Back in 2012, the team behind Peloton Shareholder Services pounced on a classic piece of low-hanging fruit: while ASX companies had access to a register of their shareholders, the contact details on the register were often out of date.
“What we find typically is that even before we start shareholder engagement, the contact information on their registry…is probably only 5 to 20 percent accurate,” Peloton’s business development manager, Stevan Adzic, told Star Investing.
It turns out that when trying to engage shareholders, whether that’s with a share purchase plan or a notice of an upcoming annual general meeting, only being able to contact a small percentage of them is a problem.
The problem isn’t that shareholder registry databases such as Link Market Services or Computershare are fundamentally inaccurate — it’s more that as shareholders move or change their contact details simply aren’t updated.
The registry services aren’t obligated to keep updating the databases — it’s up to the companies that use them to keep the details up to date, and they’re simply not doing this enough.
“We’ve set up an information team and we take that information through three layers — and we’re able to guarantee to take that accuracy level up to 40 percent,” Stevan said.
“So not only do we double the number of phone numbers we can contact, we’ve delivered a 100 to 600 percent increase in the amount of shareholders we can contact.”
Trying to find people who have changed their contact details is difficult, which is where Peloton is providing value for a range of small-cap companies which simply don’t have the time, energy, or resources to track down mystery shareholders.
Being able to get in touch with them is one thing — what you say when you get them on the phone is quite another.
Why companies want to contact their shareholders
Stevan said companies typically engage Peloton in one of two ways: reactively or proactively.
The reactive approach
The former is to let shareholders know about a particular raise which is going on, so they don’t miss out on the retail component of it.
Typically, Peloton will get an AFSL-accredited advisor to call the individual shareholder and talk through the offer — and then this will be followed up with an email.
“The phone call delivers a front-of-mind play, whilst the email creates the urgency for the shareholder to participate if it’s a raise — or just to confirm what was discussed during the phone conversation,” Stevan says.
Using this approach, Peloton was able to assist in a recent oversubscribed $5 million rights issue for AVZ Minerals (ASX:AVZ).
He says that despite the offering being announced on the ASX, shareholders will often be in the dark about what’s going on.
“Do all shareholders check the ASX for the latest announcements and read through them?” Stevan asked. “It’s highly unlikely”.
“So they miss out on the opportunity to maybe buy in at a 20 percent discount with no brokerage — and that’s not good for the company or the shareholders.”
Then, there’s a more general information campaign.
The proactive approach
Small cap companies tend to have an issue explaining what they’re doing in simple and enticing terms.
It’s part of why Star Investing exists.
Stevan said by having AFSL-accredited advisors call up shareholders and explain simply what the company is doing, shareholders get simple information from a “trustworthy position of authority”.

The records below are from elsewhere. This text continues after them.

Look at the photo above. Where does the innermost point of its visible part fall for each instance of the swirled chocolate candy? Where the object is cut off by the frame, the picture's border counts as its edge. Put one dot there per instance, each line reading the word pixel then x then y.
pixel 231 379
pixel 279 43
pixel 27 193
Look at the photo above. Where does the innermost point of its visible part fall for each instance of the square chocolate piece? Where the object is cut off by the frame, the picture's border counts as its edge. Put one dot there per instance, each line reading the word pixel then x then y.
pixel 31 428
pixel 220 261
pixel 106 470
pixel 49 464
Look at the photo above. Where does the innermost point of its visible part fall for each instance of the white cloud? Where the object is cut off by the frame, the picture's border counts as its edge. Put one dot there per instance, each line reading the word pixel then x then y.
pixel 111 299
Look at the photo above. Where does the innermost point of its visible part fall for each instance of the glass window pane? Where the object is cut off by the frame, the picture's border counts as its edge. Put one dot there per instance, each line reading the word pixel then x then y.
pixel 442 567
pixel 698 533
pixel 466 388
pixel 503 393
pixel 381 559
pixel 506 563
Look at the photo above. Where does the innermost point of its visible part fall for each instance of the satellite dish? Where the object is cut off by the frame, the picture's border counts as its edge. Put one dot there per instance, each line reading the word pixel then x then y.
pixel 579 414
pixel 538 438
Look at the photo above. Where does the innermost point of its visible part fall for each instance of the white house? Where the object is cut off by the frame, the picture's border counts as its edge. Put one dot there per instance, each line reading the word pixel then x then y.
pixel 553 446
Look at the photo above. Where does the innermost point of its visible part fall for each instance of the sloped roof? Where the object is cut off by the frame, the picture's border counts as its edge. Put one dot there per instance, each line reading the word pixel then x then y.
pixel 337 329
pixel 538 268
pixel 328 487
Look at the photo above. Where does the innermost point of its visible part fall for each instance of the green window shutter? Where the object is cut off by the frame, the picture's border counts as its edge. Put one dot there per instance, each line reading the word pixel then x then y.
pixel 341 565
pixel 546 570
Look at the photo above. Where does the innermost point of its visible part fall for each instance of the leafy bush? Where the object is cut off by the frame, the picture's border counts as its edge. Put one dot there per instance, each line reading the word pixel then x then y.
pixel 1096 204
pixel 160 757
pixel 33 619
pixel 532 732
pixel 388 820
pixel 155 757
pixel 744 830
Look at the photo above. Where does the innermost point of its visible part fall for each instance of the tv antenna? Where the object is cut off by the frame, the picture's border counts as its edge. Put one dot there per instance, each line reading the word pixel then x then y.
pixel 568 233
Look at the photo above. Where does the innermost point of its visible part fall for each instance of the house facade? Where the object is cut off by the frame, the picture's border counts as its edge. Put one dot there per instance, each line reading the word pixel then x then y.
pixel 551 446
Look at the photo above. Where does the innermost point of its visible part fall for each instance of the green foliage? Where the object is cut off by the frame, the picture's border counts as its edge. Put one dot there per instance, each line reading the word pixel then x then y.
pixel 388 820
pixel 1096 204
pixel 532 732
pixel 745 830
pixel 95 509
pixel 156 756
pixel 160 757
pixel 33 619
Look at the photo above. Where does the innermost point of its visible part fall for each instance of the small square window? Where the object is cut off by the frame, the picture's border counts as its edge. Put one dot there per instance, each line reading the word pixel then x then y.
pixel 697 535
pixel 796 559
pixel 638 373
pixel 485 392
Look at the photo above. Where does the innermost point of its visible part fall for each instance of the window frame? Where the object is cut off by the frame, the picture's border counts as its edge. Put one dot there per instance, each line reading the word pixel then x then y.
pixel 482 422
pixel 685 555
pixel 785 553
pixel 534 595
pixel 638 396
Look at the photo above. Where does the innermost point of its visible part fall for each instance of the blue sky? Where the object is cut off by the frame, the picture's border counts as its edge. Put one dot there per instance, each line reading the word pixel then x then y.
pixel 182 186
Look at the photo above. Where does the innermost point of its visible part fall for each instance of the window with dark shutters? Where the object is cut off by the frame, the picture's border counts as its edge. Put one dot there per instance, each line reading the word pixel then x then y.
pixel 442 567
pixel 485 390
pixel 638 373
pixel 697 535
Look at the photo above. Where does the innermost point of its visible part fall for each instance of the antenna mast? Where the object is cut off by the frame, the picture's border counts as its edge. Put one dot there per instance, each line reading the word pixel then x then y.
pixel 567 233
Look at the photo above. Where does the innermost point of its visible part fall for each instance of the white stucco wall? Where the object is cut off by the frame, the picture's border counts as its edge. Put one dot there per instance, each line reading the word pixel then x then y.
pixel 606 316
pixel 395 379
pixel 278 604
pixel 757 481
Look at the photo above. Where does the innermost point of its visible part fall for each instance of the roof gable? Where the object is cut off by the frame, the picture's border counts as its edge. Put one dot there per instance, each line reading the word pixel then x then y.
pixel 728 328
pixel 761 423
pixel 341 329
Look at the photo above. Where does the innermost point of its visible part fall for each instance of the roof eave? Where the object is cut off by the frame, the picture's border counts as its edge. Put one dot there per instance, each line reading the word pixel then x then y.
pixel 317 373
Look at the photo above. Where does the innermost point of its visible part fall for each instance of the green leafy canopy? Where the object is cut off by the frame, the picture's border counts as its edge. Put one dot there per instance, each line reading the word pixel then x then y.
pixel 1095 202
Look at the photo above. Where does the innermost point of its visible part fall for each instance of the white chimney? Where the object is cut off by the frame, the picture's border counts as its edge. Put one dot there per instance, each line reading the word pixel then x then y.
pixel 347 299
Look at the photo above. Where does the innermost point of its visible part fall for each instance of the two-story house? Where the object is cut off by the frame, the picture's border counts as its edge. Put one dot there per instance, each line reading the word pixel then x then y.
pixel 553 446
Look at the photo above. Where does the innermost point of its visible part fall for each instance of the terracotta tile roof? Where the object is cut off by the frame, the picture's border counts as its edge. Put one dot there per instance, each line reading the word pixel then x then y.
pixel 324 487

“While they can’t give specific advice according to the shareholder’s individual circumstances….they are educated in the market — which means they can have a far more valuable conversation with the shareholder,” he said.
He says the alternative for shareholders that are a bit confused about what the company they’re invested in actually does is to talk to mates down at the pub, or the digital equivalent, jump on HotCopper boards.
One of the perennial issues small mining companies face, for example, is the dense and detailed announcements they need to make about their drilling results to the market.
While all this information is a regulatory requirement, finding the bigger picture through a thick forest of assay results can be difficult.
The lack of clarity can lead to an information void which is filled with speculation — well-intentioned or otherwise.
“When their [exploration companies] announcements are made, the verbiage is high in jargon — so people jump on the alternative which is HotCopper to try and get some context around it,” said Adzic.
“They rely on unprofessional opinions to make informed decisions.”
While punters having an opinion is one thing, smaller companies can also make concerted efforts to agitate the shareholder base as part of a short-selling campaign or an attempt to win board seats by getting five percent of the registry to call for a spill.
According to a report put out by law firm Arnold Bloch Leibler [PDF] in 2016, activist groups have won a total of 113 seats.
What’s more, 85 percent of the companies targeted had a market cap under $331 million.
It’s something Stevan says smaller players aren’t paying enough attention to.
“The system we provide goes to shareholder sentiment — how do the shareholders feel about the company?” he asked.
“Nine out of ten times a lot of the people at the company won’t have a good grasp of what shareholders think.
“Playing the game of hope or just guessing can be very dangerous, because we’re in an age where information is shared freely. Anybody can jump online and look at thousands of posts in different forums about that company.”
In the end, Peloton’s message is pretty simple: if you’re not talking to your shareholders, who is?
The views, information, or opinions expressed in the interviews in this article are solely those of the interviewees and do not represent the views of Star Investing. Star Investing has not provided, endorsed or otherwise assumed responsibility for any financial product advice contained in this article.